ALBUM REVIEWS


Callisto
LIVE @ THE HAMPSHIRE JAM 2009
AD MUSIC 2009
@www.vanguard-online.co.uk



I believe that live performance is always going to be more interesting musically. There’s great art you can make by splicing things up ala some of Miles Davis’ 60s and 70s albums and there’s a perfection in choosing the best parts for a polished studio record but, live, there is a conversation. Good musicians will interact, play off each other, work on new ideas (to a greater or lesser extent) and, in a truly great band, you will hear them listen to each other. Just sample the second half (after they’d warmed up!) of one of the myriad Grateful Dead releases to hear a band traversing new territory with material decades old.

Callisto’s live release is two tracks from a studio release played long-form, each a good half hour long. From a simple pattern, each builds through the introduction of rhythms, textures and melodies, to different levels and states of being. Sometimes they drag a bit but that’s while the band is figuring out where to go next and, as Jerry Garcia said to Paul Morley, that’s what life is like and a concert is part of life. It is certainly a way to free the mind as it follows the interplay; the places where one musician nudges the other – “how about this” – and looks for a response or drops the development. Nothing startling evolves but maybe it wasn’t that sort of a day.

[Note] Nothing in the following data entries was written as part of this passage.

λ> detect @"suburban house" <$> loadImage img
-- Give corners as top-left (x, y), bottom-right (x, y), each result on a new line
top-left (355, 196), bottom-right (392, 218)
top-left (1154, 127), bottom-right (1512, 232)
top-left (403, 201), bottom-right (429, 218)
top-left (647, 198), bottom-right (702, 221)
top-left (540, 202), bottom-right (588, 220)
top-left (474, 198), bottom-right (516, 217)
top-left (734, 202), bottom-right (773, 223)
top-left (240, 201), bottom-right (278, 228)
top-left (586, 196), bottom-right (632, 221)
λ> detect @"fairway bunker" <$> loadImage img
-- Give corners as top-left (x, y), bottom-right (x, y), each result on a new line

These pieces have been edited a bit and polished in the studio but remain essentially live. Callisto is David Wright’s other head – David Wright being label supreme of AD Music. In the studio the band is David plus Dave Massey. Live it’s David plus Geigertek, thus forming two-thirds of electronic band, Code Indigo. It’s all a big game of masks!

The sound is slow, relaxed, full of string synths. It’s not going to raise your pulse rate and would well be enjoyed in a warm place with a glass of something nice by your side. The corny festival pun (Hampshire Jam) might conjure up an image of foot on the monitor, balls-out, kick out the jams rock and roll energy but the reality is a couple of blokes playing with nice sounds and chilling beats in front of a very relaxed audience. Not something this reviewer is going to have on top of the in-heavy-rotation listening pile but, for fans of electronic music, perhaps an extension of what they already know and enjoy of the genre.

Available as download or CDR direct from the label.